El rebaño nacionalistizado se apunta con alegría a la represión. Un gendarme en cada ciudadano: el sueño de cualquier totalitario. Sirva como ejemplo el de los delatores lingüísticos que presumen ante las cámaras de haber denunciado a miles de comercios que no utilizan debidamente las lenguas en sus rótulos, patriótica labor que ha reportado a la Generalidad más de un millón de euros en multas en la última década. O el de los canallas que se dedican a linchar a los padres que osan pedir la aplicación de la ley para que sus hijos puedan estudiar en su lengua materna. O el de los bestias maleducados que, protegidos por el anonimato de las gradas, aprovechan la presencia del rey en un partido de fútbol para insultar a millones de españoles. Una imagen vale más que cualquier palabra: la dignidad de Felipe VI soportando el bochornoso comportamiento de miles de cobardes y la canallesca sonrisa de su indigno acompañante.
El pastoreo ha sido muy eficaz: el gran rebaño catalanista marcha uniforme por las veredas marcadas y brinca obediente a los caprichos del domador. Nunca faltará alguna tropilla que impida, acuse, grite o agreda para evitar que alguien se salga de la fila. Además, la indignación del rebaño contra los que osen salirse de él sólo puede ir a más, sobre todo debido a la impunidad que les pone en bandeja una nación indolente y un Estado impotente. Por eso aumentan cada día en cantidad e intensidad las broncas, pitadas, abucheos y demás agresiones corales contra padres, personas, asociaciones, el rey, la bandera, el himno o lo que sea a la menor ocasión.
El Estado no está roto del todo, todavía, pero la nación lo está desde hace tiempo: los separatistas han conseguido que muchos españoles se odien por motivos regionales. Y llevan un siglo agrediendo e insultando de mil maneras a España y los españoles mientras se lamentan hipócritamente de lo contrario, como Pujol declarando recientemente que "hay un encarnizamiento español con Cataluña".
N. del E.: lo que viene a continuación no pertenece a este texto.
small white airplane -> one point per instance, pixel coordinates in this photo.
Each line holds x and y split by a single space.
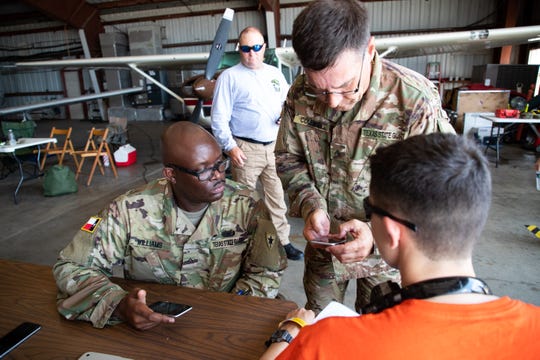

La sociedad catalana, en su mayoría, se ha plegado a la dictadura ideológico-sentimental del separatismo hasta caer en la grave degradación moral de sumarse a la inhumanidad del poder y abandonar la defensa del débil. Porque no hace falta estar de acuerdo con el débil para defenderle, o al menos para no sumarse a su opresión. Pero los pocos que, con razón o sin ella, se han opuesto a la dictadura separatista se han encontrado con que la inmensa mayoría se ha sumado a la indiferencia, al olvido, al ostracismo, cuando no a la opresión, al insulto y en ocasiones hasta a la agresión.
El mayor triunfo del totalitarismo separatista catalán consiste en el adormecimiento de la capacidad de protesta de los ciudadanos ante la injusticia y la opresión. Y cuando se alzan las protestas, siempre es contra los oprimidos, nunca contra los opresores. Aunque la teoría dice que, en cualquier circunstancia, época y lugar, cuando se prohíbe dudar y protestar, es obligatorio que al hombre inteligente le asalte la duda y el valiente proteste, el nacionalismo catalán ha conseguido que sean muy pocos los que dudan y protestan. E infinitos los que, individualmente o en grupo, se apuntan a colaborar con la propaganda dictada por el poder, el acoso a los disidentes y el insulto a la nación declarada enemiga.
¡Ah, el sano pueblo! ¡El titular de la soberanía nacional! Vox populi, vox Dei.